Qui de ses bras nerveux endure les efforts,
Son corps est combattu, à soy-mesme contraire ;
Le sang pur ha le moins : le flegme et la colere
Rend le sang non plus sang ; le peuple abat ses loix :
Tous nobles et tous roys, sans nobles et sans roys ;
La masse degenere en la melancholie ;
Ce vieil corps tout infect, plein de sa discrasie,
Hydropique, faict l’eau, si bien que ce geant,
Qui alloit de ses nerfs ses voisins outrageant,
Aussy foible que grand, n’enfle plus que son ventres ;
Ce ventre dans lequel tout se tire, tout entre,
Ce faux dispensateur des commungs excrements
N’envoye plus aux bords les justes aliments ;
Des jambes et des bras les os sont sans moelle ;
Il ne va plus en haut, pour nourrir la cervelle,
Qu’un chime venimeux, dont le cerveau nourry
Prend matiere et liqueur d’un champignon pourry.
Ce grand geant, changé en une horrible beste,
A, sur ce vaste corps, une petite teste,
Deux bras foibles, pendants, des-ja secs, des-ja morts,
Impuissants de nourrir et deffendre le corps ;
Les jambes, sans pouvoir porter leur masse lourde,
Et à gauche et à droict font porter une bourde.
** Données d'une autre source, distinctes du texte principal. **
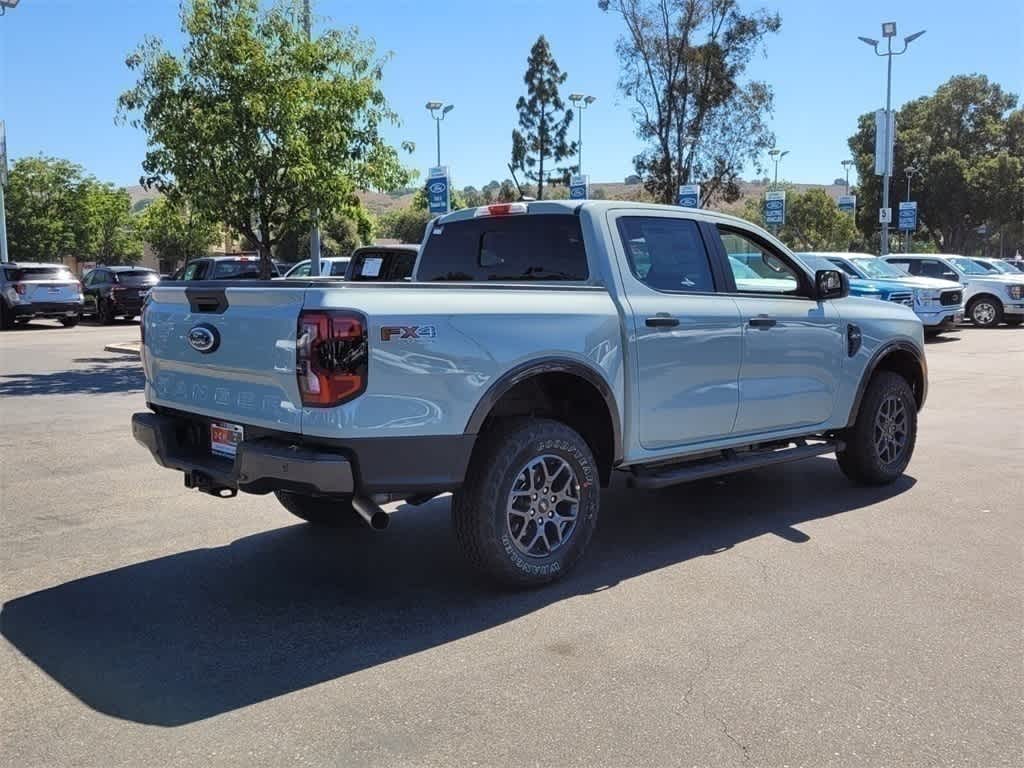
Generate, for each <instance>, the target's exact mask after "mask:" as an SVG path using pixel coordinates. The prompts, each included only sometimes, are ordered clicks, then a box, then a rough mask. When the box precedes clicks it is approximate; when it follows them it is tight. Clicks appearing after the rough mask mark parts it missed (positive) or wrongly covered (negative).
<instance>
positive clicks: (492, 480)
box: [452, 419, 600, 587]
mask: <svg viewBox="0 0 1024 768" xmlns="http://www.w3.org/2000/svg"><path fill="white" fill-rule="evenodd" d="M480 439H481V442H480V444H479V445H478V446H477V450H476V451H475V452H474V454H473V460H472V462H471V464H470V468H469V471H468V472H467V473H466V478H467V479H466V483H465V485H463V487H462V488H461V489H460V490H459V492H458V493H457V494H456V495H455V498H454V499H453V501H452V521H453V523H454V525H455V532H456V538H457V539H458V540H459V543H460V544H461V545H462V548H463V550H464V552H465V553H466V556H467V557H468V558H469V560H470V562H471V563H472V564H473V565H474V566H475V567H476V568H477V569H479V570H480V571H482V572H483V573H485V574H486V575H488V577H489V578H492V579H494V580H495V581H497V582H500V583H501V584H504V585H508V586H513V587H537V586H540V585H542V584H546V583H548V582H552V581H554V580H555V579H558V578H560V577H561V575H563V574H564V573H565V572H566V571H567V570H569V569H570V568H571V567H572V566H573V565H574V564H575V563H577V562H578V561H579V560H580V558H581V557H582V556H583V553H584V550H586V548H587V544H588V543H589V542H590V538H591V536H592V535H593V532H594V528H595V526H596V525H597V513H598V506H599V497H600V487H599V481H598V475H597V468H596V466H595V464H594V457H593V455H592V453H591V451H590V446H589V445H588V444H587V442H586V440H584V439H583V437H581V436H580V435H579V434H578V433H577V432H575V431H574V430H572V429H570V428H569V427H567V426H566V425H564V424H562V423H560V422H556V421H552V420H549V419H530V420H523V421H512V422H508V423H504V424H499V425H496V426H495V427H494V428H492V429H490V430H488V431H487V432H486V433H485V434H484V435H483V436H481V438H480Z"/></svg>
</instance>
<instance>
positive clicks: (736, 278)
mask: <svg viewBox="0 0 1024 768" xmlns="http://www.w3.org/2000/svg"><path fill="white" fill-rule="evenodd" d="M718 233H719V237H720V238H721V239H722V247H723V248H724V249H725V253H726V254H727V255H728V256H729V258H730V260H735V261H738V262H740V263H741V264H744V265H745V266H748V267H749V268H750V269H751V271H753V272H754V275H755V276H753V278H752V276H744V278H736V291H738V292H739V293H769V294H781V295H790V296H795V295H797V294H798V292H799V290H800V273H799V272H798V271H797V270H796V268H794V267H793V266H791V265H790V264H787V263H786V262H785V261H783V260H782V259H781V258H780V257H779V256H778V255H777V254H776V253H774V251H772V250H771V249H770V248H768V247H767V246H763V245H761V244H760V243H759V242H758V241H756V240H754V239H753V238H751V237H749V236H748V234H745V233H743V232H741V231H739V230H737V229H729V228H727V227H723V226H719V227H718ZM829 268H831V266H830V265H829ZM733 274H735V270H733Z"/></svg>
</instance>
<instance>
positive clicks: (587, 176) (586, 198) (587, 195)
mask: <svg viewBox="0 0 1024 768" xmlns="http://www.w3.org/2000/svg"><path fill="white" fill-rule="evenodd" d="M589 197H590V176H587V175H583V176H580V175H574V176H571V177H570V178H569V200H587V199H588V198H589Z"/></svg>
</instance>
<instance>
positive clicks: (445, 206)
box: [427, 166, 452, 216]
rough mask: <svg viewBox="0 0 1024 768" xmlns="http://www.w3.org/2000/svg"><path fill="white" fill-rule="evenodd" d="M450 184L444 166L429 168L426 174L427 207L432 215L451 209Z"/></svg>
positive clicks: (450, 188) (448, 179)
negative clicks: (426, 178) (435, 167)
mask: <svg viewBox="0 0 1024 768" xmlns="http://www.w3.org/2000/svg"><path fill="white" fill-rule="evenodd" d="M451 186H452V182H451V180H450V179H449V174H447V168H446V167H443V166H442V167H439V168H431V169H430V173H429V175H428V176H427V208H428V210H429V211H430V214H431V215H432V216H439V215H441V214H444V213H447V212H449V211H450V210H451V208H452V206H451V197H450V196H451Z"/></svg>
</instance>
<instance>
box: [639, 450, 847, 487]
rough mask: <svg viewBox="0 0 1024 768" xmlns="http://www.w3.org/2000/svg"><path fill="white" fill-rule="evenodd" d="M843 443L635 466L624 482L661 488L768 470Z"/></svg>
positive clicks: (724, 452) (730, 454) (725, 452)
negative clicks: (687, 463) (715, 457)
mask: <svg viewBox="0 0 1024 768" xmlns="http://www.w3.org/2000/svg"><path fill="white" fill-rule="evenodd" d="M844 447H845V444H844V443H843V441H842V440H835V439H829V440H823V441H821V442H813V443H807V442H804V441H800V442H798V443H797V444H792V443H791V445H790V446H788V447H781V449H774V450H772V449H762V450H759V451H749V452H744V453H741V454H737V453H735V452H733V451H723V452H722V455H721V458H718V459H710V460H709V459H705V460H699V461H694V462H691V463H689V464H675V465H668V466H663V467H658V468H645V467H638V468H636V469H634V470H633V472H632V474H631V476H630V478H629V480H628V482H629V484H630V486H632V487H636V488H664V487H668V486H669V485H676V484H679V483H681V482H690V481H691V480H701V479H705V478H707V477H716V476H718V475H726V474H731V473H733V472H742V471H744V470H748V469H757V468H758V467H770V466H772V465H773V464H785V463H786V462H795V461H799V460H801V459H811V458H813V457H815V456H823V455H824V454H833V453H836V452H837V451H842V450H843V449H844Z"/></svg>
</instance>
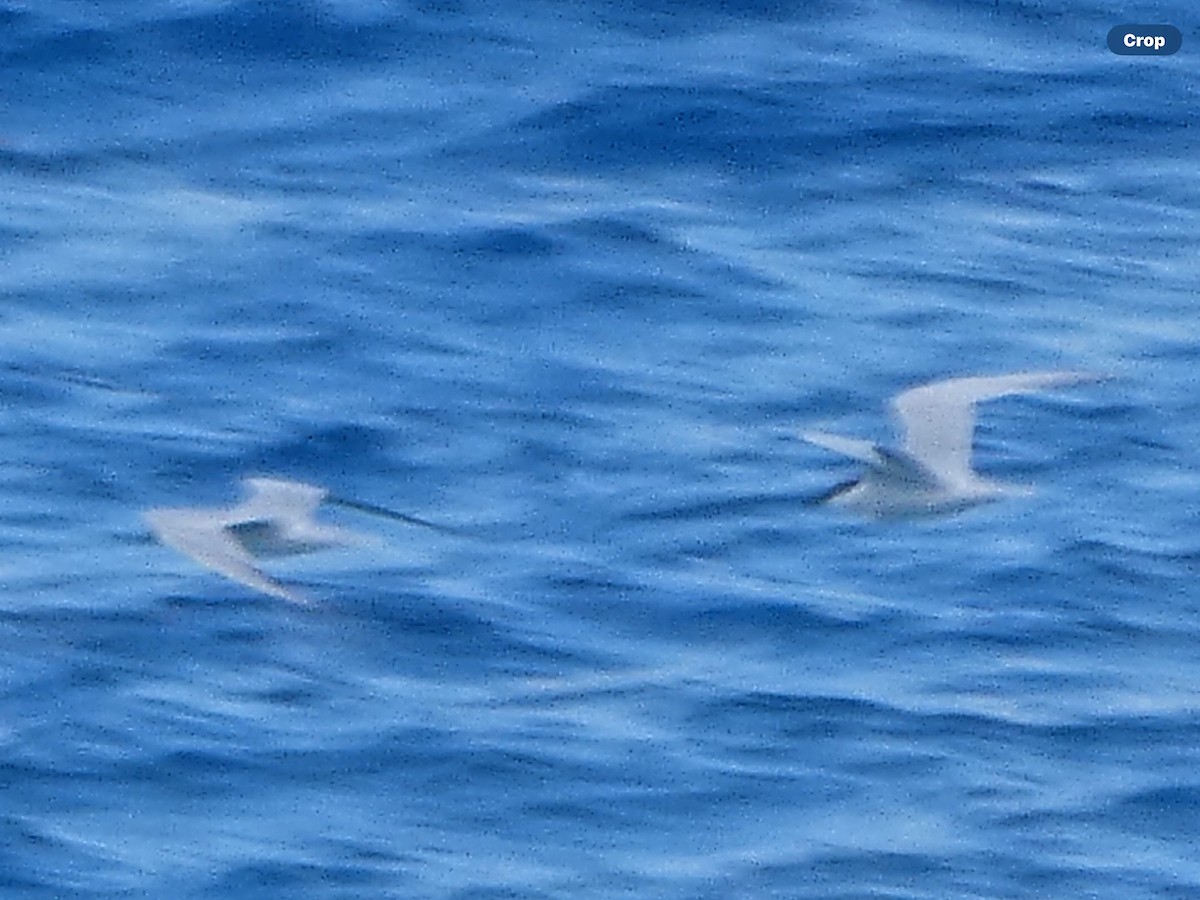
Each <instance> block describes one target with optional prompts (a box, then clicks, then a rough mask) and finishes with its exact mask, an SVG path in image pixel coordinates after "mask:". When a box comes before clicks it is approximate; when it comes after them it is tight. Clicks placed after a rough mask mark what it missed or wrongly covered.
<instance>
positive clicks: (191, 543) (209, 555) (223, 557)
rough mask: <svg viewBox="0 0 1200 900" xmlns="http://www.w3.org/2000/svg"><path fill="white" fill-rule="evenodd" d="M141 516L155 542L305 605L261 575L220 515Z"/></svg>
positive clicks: (162, 515) (302, 598) (278, 597)
mask: <svg viewBox="0 0 1200 900" xmlns="http://www.w3.org/2000/svg"><path fill="white" fill-rule="evenodd" d="M144 515H145V520H146V523H148V524H149V526H150V529H151V530H152V532H154V533H155V535H156V536H157V538H158V540H161V541H162V542H163V544H166V545H167V546H169V547H174V548H175V550H178V551H179V552H180V553H182V554H184V556H187V557H190V558H192V559H194V560H196V562H197V563H199V564H200V565H203V566H205V568H208V569H211V570H212V571H215V572H220V574H221V575H224V576H226V577H227V578H232V580H233V581H236V582H238V583H240V584H245V586H246V587H248V588H253V589H254V590H260V592H262V593H264V594H269V595H271V596H277V598H280V599H282V600H289V601H292V602H294V604H304V602H307V601H306V600H305V598H304V596H301V595H300V594H299V593H298V592H295V590H293V589H290V588H288V587H286V586H283V584H281V583H280V582H277V581H275V580H274V578H271V577H269V576H268V575H265V574H264V572H262V571H260V570H259V569H258V568H257V566H256V565H254V560H253V557H251V556H250V553H248V552H246V550H245V548H244V547H242V546H241V544H239V542H238V540H236V539H235V538H234V535H232V534H230V533H229V532H228V530H226V527H224V523H223V522H222V521H221V517H220V515H214V514H212V512H211V511H206V510H187V509H156V510H149V511H146V512H145V514H144Z"/></svg>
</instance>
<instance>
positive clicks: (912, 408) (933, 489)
mask: <svg viewBox="0 0 1200 900" xmlns="http://www.w3.org/2000/svg"><path fill="white" fill-rule="evenodd" d="M1093 380H1099V379H1098V378H1097V377H1096V376H1092V374H1087V373H1085V372H1018V373H1014V374H1003V376H992V377H973V378H952V379H949V380H946V382H935V383H932V384H926V385H922V386H919V388H913V389H911V390H906V391H904V392H902V394H898V395H896V396H895V397H893V400H892V412H893V414H894V416H895V418H896V420H898V421H899V425H900V430H901V432H902V443H901V448H900V449H892V448H886V446H881V445H878V444H875V443H871V442H869V440H857V439H853V438H844V437H839V436H836V434H826V433H823V432H817V431H809V432H804V433H803V434H802V437H803V438H804V439H805V440H808V442H810V443H812V444H816V445H817V446H822V448H824V449H826V450H833V451H834V452H836V454H841V455H842V456H850V457H852V458H854V460H859V461H862V462H865V463H866V466H868V468H866V472H865V473H864V474H863V476H862V478H859V479H857V480H854V481H851V482H847V484H844V485H839V486H838V487H836V488H834V490H833V491H830V492H829V493H828V494H827V496H824V497H823V498H822V500H823V502H827V503H830V504H834V505H838V506H842V508H845V509H848V510H852V511H856V512H859V514H863V515H868V516H874V517H889V516H922V515H937V514H947V512H956V511H959V510H964V509H967V508H968V506H973V505H976V504H979V503H985V502H988V500H994V499H998V498H1001V497H1006V496H1013V494H1022V493H1028V491H1027V490H1025V488H1020V487H1013V486H1010V485H1002V484H997V482H995V481H989V480H986V479H983V478H980V476H979V475H978V473H976V472H974V470H973V469H972V468H971V445H972V437H973V433H974V406H976V403H979V402H982V401H985V400H992V398H995V397H1003V396H1007V395H1010V394H1031V392H1034V391H1040V390H1046V389H1050V388H1060V386H1063V385H1068V384H1079V383H1081V382H1093Z"/></svg>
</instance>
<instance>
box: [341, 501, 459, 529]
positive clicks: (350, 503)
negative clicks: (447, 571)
mask: <svg viewBox="0 0 1200 900" xmlns="http://www.w3.org/2000/svg"><path fill="white" fill-rule="evenodd" d="M325 503H330V504H332V505H335V506H341V508H343V509H352V510H354V511H355V512H366V514H367V515H371V516H379V517H382V518H390V520H391V521H394V522H404V523H407V524H415V526H420V527H421V528H430V529H432V530H434V532H442V533H443V534H457V532H455V529H454V528H446V527H445V526H439V524H438V523H437V522H430V521H428V520H426V518H420V517H418V516H409V515H407V514H404V512H396V510H390V509H388V508H386V506H376V505H374V504H373V503H362V502H361V500H349V499H347V498H344V497H326V498H325Z"/></svg>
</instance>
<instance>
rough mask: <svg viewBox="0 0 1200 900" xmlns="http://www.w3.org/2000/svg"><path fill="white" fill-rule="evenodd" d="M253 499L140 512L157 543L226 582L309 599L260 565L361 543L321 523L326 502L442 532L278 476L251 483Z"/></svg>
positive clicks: (288, 597)
mask: <svg viewBox="0 0 1200 900" xmlns="http://www.w3.org/2000/svg"><path fill="white" fill-rule="evenodd" d="M242 484H244V485H246V487H247V488H248V490H250V496H248V497H247V498H246V499H245V500H244V502H242V503H240V504H238V505H236V506H216V508H208V509H205V508H200V509H193V508H172V509H151V510H146V511H145V512H144V514H143V517H144V518H145V521H146V524H149V526H150V530H151V532H154V534H155V536H156V538H158V540H160V541H162V542H163V544H166V545H167V546H169V547H173V548H174V550H178V551H179V552H180V553H182V554H184V556H187V557H191V558H192V559H194V560H196V562H197V563H199V564H200V565H203V566H206V568H209V569H211V570H214V571H216V572H220V574H221V575H224V576H226V577H227V578H230V580H233V581H236V582H238V583H239V584H245V586H246V587H248V588H253V589H254V590H259V592H262V593H264V594H269V595H270V596H277V598H280V599H282V600H289V601H292V602H296V604H304V602H307V600H306V598H305V596H304V595H302V594H301V593H300V592H298V590H296V589H295V588H290V587H287V586H286V584H282V583H281V582H278V581H276V580H275V578H272V577H270V576H269V575H266V574H264V572H263V571H262V570H260V569H259V568H258V566H257V565H256V560H258V559H265V558H271V557H282V556H295V554H299V553H311V552H314V551H318V550H326V548H329V547H340V546H348V545H354V544H361V542H365V541H366V540H367V538H365V536H364V535H360V534H358V533H355V532H352V530H349V529H346V528H341V527H338V526H332V524H325V523H323V522H318V521H317V518H316V514H317V508H318V506H320V505H322V504H323V503H324V504H330V505H336V506H342V508H344V509H352V510H355V511H358V512H366V514H370V515H374V516H383V517H385V518H391V520H395V521H398V522H407V523H409V524H419V526H424V527H426V528H434V529H438V530H444V529H442V528H440V527H439V526H436V524H433V523H432V522H426V521H425V520H422V518H416V517H415V516H407V515H404V514H402V512H394V511H392V510H389V509H384V508H383V506H374V505H372V504H368V503H360V502H358V500H348V499H343V498H341V497H332V496H330V493H329V492H328V491H326V490H325V488H324V487H317V486H314V485H306V484H301V482H299V481H283V480H281V479H274V478H247V479H244V480H242Z"/></svg>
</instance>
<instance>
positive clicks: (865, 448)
mask: <svg viewBox="0 0 1200 900" xmlns="http://www.w3.org/2000/svg"><path fill="white" fill-rule="evenodd" d="M800 437H802V438H804V439H805V440H808V442H809V443H810V444H816V445H817V446H823V448H824V449H826V450H833V452H835V454H841V455H842V456H848V457H850V458H852V460H860V461H863V462H865V463H866V464H868V466H882V464H883V463H884V460H883V455H882V454H881V452H880V448H878V446H877V445H876V444H872V443H871V442H870V440H857V439H854V438H844V437H841V436H840V434H827V433H826V432H823V431H805V432H802V433H800Z"/></svg>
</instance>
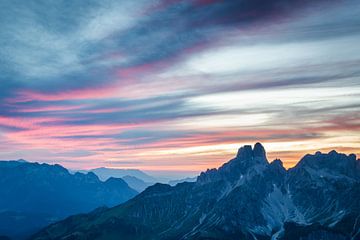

Financiers, justiciers, qui opprimez de faim
Celuy qui vous faict naistre ou qui deffend le pain,
Soubs qui le laboureur s’abbreuve de ses larmes,
Qui souffrez mandier la main qui tient les armes,
Vous, ventre de la France, enflé de ses langueurs,
Faisant orgueil de vent, vous monstrez vos vigueurs.
Voyez la tragedie, abbaissez vos courages.